只それだけである、というか、深みはまるで感じない出来だ。ストーリー的には面白く、サスペンス要素が強い構成も悪くはない。しかし、センテンスの繋がりが薄く、伏線が仕掛けられてないため“後出しジャンケン”の様相を呈している感が拭えない。欧米の映画らしく、ドライな心情描写で淡白なのである。もし今作品を江戸川乱歩調に、もっと情念たっぷりに作ってみたらドラマティックさに彩りが増すのではないかと想うのだが・・・
初めは妻のクローンを造りたかった夫が、段々と失敗作を殺す魅力に取憑かれる内容や、自分の母のクローンなのに愛してしまう盲目の息子、しかし実はその息子も又夫のクローンだという事実、そしてその夫のことを好きになってしまい、愛情と科学本来の好奇心故、禁断の実験に手を貸してしまう女性科学者等、それぞれののっぴきならない不実な関係性が繰広げられているのに、かなり“アメリカン”な仕上がりだから、没入感がゼロなのである。脚色をもっと濃くできていれば、かなり奇妙で興味を掻立てられる作品にできあがっていたことだろうに、かなり残念であった。ラストシーンのフクロウの絵を持って家から出る件も“蛇足”な結末かなぁと感じた次第。
鏡越しのダンス
クローンであるエリザベス、おぞましい結婚とその顛末。
冒頭から美の押し付けがものすごい。
自然の中に佇む無機質な豪邸、美しい新婦、歳は重ねているが精悍な男、使用人も誂えたように隙が無く、そのビジュアルだけで観ていて楽しい。
それがだんだん歪み崩れ、裏が見えてくる瞬間は何より気持ち良い。
入ってはいけない部屋。そんな言い方したら入ってしまうに決まってるじゃない。
ジワジワと気持ち悪くなってきたと思ったら、どんどん新しいことが起きて予想外に多方向に発展し執拗に責め立てられる。
ヘンリーとエリザベスの二人に焦点を当てるだけでなく、それまでフワッと置いておかれていたことも拾い掘り下げてくれるので、浮かぶ疑問も解決されるし痒いところに手が届くようなつくりだった。

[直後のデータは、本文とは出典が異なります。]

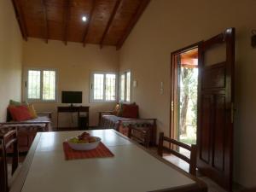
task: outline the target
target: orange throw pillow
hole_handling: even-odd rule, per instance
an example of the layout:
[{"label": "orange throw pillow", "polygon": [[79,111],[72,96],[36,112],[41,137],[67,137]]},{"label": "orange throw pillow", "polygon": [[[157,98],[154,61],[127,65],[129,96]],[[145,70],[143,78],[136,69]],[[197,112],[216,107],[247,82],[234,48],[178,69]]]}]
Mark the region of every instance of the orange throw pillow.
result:
[{"label": "orange throw pillow", "polygon": [[122,117],[138,118],[138,106],[135,104],[123,104]]},{"label": "orange throw pillow", "polygon": [[30,113],[30,115],[31,115],[31,117],[32,117],[32,119],[38,118],[37,112],[36,112],[36,110],[35,110],[35,108],[34,108],[34,106],[33,106],[32,104],[29,104],[29,105],[27,106],[27,109],[28,109],[29,113]]},{"label": "orange throw pillow", "polygon": [[113,111],[113,115],[118,115],[119,110],[119,104],[116,104],[114,107],[114,109]]},{"label": "orange throw pillow", "polygon": [[31,114],[26,106],[9,107],[9,113],[14,120],[22,121],[32,119]]}]

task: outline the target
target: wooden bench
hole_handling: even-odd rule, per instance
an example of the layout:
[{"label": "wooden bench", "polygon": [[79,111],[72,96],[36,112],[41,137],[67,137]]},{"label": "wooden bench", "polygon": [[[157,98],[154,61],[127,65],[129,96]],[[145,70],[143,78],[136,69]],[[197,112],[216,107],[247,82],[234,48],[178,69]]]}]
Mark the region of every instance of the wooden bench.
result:
[{"label": "wooden bench", "polygon": [[25,121],[12,121],[9,113],[7,122],[0,123],[0,133],[4,134],[17,129],[19,137],[19,152],[27,152],[38,131],[51,131],[51,113],[38,113],[38,117]]}]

裏切り裏切られの繰り返しも、闇の深過ぎる真実もドキドキが止まらない。
刃物や銃器を持つ人が皆んなレトロな殺人鬼のような構えなのが可愛くて好き。
オリバーの目が見えるかどうか試す時の手付きが好き。
主演のアビー・リー・カーショウの非現実的な造形美をこれでもかと見せつけるカットの連発が印象的。
最初は彼女の美貌に頼っているようないやらしさも少し感じたけど、いや最高。
ぽーっと呆けた表情も、鏡越しのダンスもキスも、焦り恐怖に歪む姿も素敵だった。何しても画になる人。
エリザベスの演じ分けも良かった。
途中から展開が読めず引き込まれた
予告編を見て、マッドサイエンティストがクローン人間をサディスティックに追い詰めるホラーテイストの映画だと思ってました。それが、自分の予想を裏切る事態が発生してからは、頭の中が良い意味で混乱状態になってしまい、最後まで目が離せない展開だった。
音も効果的に使われていて、意外と佳作だった。
軟禁
若い女性クローン、エリザベスがその事実を知らずに自身を作ったノーベル賞を受賞している中年男性、ヘンリーと結婚し、自分が何者かを知ってしまい巻き起こる話。
人里離れた豪邸で、使用人の女性と盲目の青年と暮らし始めるエリザベス。主人の留守に入室を禁止されている部屋に入りクローンをみてしまうというストーリー。
何でこうしないんだとか、そりゃあ繰り返すだろうという始まりから、そういう感じの作品とは思わなかったところに、唐突にサーベルを持ち出しスプラッターな流れだったり、そこからの展開や背景がなかなかサスペンスフル。
まどろっこしさはあるものの、そこそこドロドロしていたり大胆な行動をみせてくれたりと面白かった。